My guess is that this is still close to tech demo, and a lot of performance is left on the table.

[−] deckar01 30d ago
They still don’t render the markdown (or LaTeX) it outputs.
[−] bearjaws 30d ago
Would love to see a show down of performance on iPhone vs Googles Tensor G5, which in my experience the G5 is 2 full generations behind performance wise.
[−] declan_roberts 30d ago
I really hope this is a preview of the replacement for Siri that Google is creating bc these models are fantastic for their size!
[−] DoctorOetker 30d ago
does anyone know of a decent but low memory or low parameter count multilingual model (as many languages as possible), that can faithfully produce the detailed IPA transcription given a word in a sentence in some language?

I want to test a hypothesis for "uploading" neural network knowledge to a user's brain, by a reaction-speed game.

[−] bossyTeacher 30d ago
Is the output coherent though?

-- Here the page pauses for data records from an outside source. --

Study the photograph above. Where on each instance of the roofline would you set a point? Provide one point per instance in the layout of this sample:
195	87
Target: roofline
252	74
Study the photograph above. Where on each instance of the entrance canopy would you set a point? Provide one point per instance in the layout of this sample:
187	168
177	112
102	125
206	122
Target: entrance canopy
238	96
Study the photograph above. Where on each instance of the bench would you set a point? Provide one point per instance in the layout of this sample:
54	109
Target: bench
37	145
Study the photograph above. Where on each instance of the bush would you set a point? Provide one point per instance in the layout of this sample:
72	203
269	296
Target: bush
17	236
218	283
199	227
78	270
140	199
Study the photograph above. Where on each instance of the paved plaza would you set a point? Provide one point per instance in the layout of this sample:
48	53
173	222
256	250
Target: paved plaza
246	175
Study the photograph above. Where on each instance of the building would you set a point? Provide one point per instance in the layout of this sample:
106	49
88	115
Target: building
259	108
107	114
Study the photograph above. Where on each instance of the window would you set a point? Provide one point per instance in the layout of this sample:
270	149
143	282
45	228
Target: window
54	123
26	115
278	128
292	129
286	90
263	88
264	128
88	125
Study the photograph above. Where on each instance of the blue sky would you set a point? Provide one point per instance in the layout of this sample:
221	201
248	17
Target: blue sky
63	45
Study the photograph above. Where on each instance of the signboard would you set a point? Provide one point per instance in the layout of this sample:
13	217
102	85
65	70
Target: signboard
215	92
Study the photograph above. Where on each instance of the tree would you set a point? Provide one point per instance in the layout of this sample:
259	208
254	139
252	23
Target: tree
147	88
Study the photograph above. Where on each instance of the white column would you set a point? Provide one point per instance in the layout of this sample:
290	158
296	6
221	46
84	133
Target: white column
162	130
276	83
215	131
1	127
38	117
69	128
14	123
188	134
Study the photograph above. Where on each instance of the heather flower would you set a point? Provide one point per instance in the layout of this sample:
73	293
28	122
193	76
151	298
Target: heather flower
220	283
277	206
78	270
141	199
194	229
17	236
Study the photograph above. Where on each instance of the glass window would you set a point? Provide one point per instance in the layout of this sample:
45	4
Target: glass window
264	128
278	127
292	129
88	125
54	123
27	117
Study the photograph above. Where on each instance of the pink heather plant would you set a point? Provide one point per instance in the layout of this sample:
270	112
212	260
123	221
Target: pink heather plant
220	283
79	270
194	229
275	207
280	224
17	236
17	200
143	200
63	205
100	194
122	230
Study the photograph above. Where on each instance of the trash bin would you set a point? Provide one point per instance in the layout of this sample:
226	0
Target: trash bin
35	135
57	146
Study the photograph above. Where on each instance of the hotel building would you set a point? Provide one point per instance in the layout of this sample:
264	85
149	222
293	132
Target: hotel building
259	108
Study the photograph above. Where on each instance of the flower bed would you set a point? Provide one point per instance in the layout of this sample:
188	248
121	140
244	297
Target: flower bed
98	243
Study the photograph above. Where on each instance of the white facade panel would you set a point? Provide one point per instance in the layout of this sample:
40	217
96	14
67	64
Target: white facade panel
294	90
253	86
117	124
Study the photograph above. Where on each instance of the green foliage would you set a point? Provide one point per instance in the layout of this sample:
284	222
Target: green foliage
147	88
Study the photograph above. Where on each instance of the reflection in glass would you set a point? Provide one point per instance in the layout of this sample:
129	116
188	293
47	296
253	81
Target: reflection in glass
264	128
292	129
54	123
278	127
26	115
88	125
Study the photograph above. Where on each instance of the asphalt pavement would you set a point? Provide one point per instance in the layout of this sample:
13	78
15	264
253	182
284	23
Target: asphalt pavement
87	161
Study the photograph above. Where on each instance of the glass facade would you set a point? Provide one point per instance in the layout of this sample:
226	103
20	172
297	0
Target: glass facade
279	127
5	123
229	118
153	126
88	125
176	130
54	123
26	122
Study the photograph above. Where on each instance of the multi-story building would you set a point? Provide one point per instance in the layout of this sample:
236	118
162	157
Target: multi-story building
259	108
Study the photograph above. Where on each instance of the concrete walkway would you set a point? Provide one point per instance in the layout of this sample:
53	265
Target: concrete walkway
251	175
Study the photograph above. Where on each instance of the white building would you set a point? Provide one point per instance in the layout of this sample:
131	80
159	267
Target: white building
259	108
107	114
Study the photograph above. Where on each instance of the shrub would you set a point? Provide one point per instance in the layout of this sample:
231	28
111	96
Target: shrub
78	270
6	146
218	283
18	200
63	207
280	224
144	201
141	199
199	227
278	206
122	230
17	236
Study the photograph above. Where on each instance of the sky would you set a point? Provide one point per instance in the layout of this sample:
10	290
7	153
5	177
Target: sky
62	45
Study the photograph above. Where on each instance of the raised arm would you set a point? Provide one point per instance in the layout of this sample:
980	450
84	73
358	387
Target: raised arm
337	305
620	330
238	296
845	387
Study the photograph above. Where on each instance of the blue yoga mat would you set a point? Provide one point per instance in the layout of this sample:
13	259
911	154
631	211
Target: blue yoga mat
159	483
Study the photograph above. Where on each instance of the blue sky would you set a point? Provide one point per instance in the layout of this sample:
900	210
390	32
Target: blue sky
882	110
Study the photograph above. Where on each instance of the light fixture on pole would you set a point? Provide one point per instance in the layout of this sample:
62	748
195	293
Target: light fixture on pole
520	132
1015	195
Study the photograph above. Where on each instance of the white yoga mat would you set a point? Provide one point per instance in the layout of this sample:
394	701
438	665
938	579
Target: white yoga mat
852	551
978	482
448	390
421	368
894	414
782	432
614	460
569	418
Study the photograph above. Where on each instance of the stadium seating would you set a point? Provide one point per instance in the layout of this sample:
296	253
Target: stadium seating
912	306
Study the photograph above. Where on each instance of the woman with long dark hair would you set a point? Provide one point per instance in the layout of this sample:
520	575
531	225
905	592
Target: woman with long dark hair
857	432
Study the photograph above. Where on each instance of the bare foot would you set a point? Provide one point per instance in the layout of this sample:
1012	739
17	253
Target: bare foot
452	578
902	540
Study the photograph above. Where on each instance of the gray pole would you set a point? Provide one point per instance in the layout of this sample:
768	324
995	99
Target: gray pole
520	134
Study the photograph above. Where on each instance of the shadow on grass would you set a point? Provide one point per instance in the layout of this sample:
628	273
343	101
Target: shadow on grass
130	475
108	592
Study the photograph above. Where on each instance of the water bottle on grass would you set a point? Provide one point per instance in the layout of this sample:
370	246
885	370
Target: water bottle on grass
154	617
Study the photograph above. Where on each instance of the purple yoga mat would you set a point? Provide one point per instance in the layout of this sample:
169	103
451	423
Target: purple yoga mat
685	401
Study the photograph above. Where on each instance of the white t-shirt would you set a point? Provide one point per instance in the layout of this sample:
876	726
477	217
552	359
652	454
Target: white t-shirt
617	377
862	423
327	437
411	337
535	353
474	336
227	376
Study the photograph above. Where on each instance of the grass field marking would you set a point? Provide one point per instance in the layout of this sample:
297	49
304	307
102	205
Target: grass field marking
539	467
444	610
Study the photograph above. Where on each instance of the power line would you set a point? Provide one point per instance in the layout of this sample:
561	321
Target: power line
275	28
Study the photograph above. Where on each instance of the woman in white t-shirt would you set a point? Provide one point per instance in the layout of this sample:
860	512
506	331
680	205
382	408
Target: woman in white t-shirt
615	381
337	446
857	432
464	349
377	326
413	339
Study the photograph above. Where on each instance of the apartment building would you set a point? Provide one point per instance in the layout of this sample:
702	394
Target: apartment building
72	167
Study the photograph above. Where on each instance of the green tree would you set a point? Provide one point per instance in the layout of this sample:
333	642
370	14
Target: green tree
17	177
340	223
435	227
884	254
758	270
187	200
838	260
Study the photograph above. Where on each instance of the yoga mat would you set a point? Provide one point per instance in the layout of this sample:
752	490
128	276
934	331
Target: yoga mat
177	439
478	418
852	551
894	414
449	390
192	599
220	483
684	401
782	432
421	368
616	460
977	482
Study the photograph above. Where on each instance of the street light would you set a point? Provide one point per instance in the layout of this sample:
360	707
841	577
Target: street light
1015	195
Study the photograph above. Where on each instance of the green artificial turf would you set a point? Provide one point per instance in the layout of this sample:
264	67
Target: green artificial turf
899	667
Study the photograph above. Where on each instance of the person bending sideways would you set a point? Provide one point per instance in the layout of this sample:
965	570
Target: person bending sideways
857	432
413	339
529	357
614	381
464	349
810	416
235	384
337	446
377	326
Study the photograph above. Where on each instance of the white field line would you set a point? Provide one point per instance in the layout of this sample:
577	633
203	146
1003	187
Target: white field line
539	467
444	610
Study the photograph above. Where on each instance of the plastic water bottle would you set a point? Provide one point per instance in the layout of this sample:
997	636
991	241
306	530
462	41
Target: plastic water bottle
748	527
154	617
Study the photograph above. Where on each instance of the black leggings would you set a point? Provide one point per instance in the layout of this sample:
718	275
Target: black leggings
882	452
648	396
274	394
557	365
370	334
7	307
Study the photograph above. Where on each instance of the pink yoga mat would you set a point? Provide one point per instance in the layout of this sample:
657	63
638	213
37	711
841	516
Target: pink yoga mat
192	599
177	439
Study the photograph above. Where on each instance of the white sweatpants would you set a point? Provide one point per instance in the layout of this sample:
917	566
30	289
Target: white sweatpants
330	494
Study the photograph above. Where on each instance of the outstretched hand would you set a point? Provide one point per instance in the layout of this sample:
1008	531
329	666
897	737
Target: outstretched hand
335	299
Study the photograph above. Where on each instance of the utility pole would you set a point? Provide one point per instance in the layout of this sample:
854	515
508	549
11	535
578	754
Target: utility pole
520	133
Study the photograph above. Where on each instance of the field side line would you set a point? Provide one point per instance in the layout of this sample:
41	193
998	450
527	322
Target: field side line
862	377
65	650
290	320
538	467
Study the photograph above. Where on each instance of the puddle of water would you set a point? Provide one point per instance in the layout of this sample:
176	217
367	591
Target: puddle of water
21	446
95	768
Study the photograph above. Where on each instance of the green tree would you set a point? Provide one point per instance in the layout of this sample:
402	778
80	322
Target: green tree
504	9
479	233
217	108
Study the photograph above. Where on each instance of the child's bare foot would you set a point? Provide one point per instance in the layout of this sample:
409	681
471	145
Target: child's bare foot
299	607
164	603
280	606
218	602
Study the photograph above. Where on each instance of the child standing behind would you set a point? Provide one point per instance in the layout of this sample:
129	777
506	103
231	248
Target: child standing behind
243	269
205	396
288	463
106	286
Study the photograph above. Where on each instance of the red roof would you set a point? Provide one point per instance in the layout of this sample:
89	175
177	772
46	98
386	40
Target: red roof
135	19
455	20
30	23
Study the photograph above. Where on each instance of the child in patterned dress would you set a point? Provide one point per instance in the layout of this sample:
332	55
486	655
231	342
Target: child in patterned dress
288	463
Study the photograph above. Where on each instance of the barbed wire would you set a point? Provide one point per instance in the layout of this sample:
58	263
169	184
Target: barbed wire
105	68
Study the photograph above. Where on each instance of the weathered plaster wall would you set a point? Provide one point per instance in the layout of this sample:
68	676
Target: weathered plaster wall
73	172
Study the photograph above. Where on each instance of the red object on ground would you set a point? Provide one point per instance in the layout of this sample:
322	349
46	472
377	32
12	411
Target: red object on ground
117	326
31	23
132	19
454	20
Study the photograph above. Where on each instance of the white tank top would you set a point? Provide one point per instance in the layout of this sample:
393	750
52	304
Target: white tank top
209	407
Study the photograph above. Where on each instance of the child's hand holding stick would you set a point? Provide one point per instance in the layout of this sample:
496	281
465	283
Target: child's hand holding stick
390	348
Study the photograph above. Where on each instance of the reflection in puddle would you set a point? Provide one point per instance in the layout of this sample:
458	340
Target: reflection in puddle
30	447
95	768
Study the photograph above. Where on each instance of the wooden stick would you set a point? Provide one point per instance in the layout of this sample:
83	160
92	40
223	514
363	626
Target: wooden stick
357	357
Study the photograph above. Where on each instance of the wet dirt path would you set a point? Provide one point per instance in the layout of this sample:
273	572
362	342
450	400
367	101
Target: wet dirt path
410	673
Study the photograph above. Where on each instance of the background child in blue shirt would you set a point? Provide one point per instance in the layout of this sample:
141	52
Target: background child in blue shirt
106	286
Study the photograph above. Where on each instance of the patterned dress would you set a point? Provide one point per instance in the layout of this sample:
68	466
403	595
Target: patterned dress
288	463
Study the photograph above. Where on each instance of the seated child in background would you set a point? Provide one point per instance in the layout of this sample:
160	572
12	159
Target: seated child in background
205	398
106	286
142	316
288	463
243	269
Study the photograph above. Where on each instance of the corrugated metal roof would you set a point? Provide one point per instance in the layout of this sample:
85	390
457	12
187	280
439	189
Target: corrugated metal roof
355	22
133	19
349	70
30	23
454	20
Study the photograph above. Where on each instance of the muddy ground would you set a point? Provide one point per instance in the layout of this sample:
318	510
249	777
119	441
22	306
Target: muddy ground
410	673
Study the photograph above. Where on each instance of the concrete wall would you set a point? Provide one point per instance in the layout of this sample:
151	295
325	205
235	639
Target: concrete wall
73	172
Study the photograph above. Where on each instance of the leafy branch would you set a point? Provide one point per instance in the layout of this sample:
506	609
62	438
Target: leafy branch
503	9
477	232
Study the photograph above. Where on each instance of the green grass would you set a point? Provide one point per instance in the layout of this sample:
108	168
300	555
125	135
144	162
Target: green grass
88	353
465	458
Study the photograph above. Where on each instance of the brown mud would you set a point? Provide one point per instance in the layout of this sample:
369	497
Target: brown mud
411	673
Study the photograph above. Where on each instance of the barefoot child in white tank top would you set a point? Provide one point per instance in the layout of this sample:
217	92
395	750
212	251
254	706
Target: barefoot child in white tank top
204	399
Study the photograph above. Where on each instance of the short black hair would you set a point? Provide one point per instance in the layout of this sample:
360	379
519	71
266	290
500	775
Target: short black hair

I am yet to see a local model working on consumer grade hardware being actually useful.
[−] politelemon 30d ago
This is HN clickbait. No details or evidence, this is just generated for votes.

I think this should be flagged.

[−] the_inspector 30d ago
You are referring to the edge models, right? E2B and E4B, not the bigger ones (26B, 31B)...
[−] andsoitis 30d ago
is there a comparison of it running on iPhone vs. Android phones?
[−] ValleZ 30d ago
There are many apps to run local LLMs on both iOS & Android
[−] grimmai143 30d ago
Do you know of a way of running these models on Android? Also, what does the thermal throttling look like?
[−] grimm7000 30d ago
[dead]
[−] camillomiller 30d ago
[flagged]
[−] abstracthinking 30d ago
I don't see the value in this post, are hacker news post being upvoted by bots?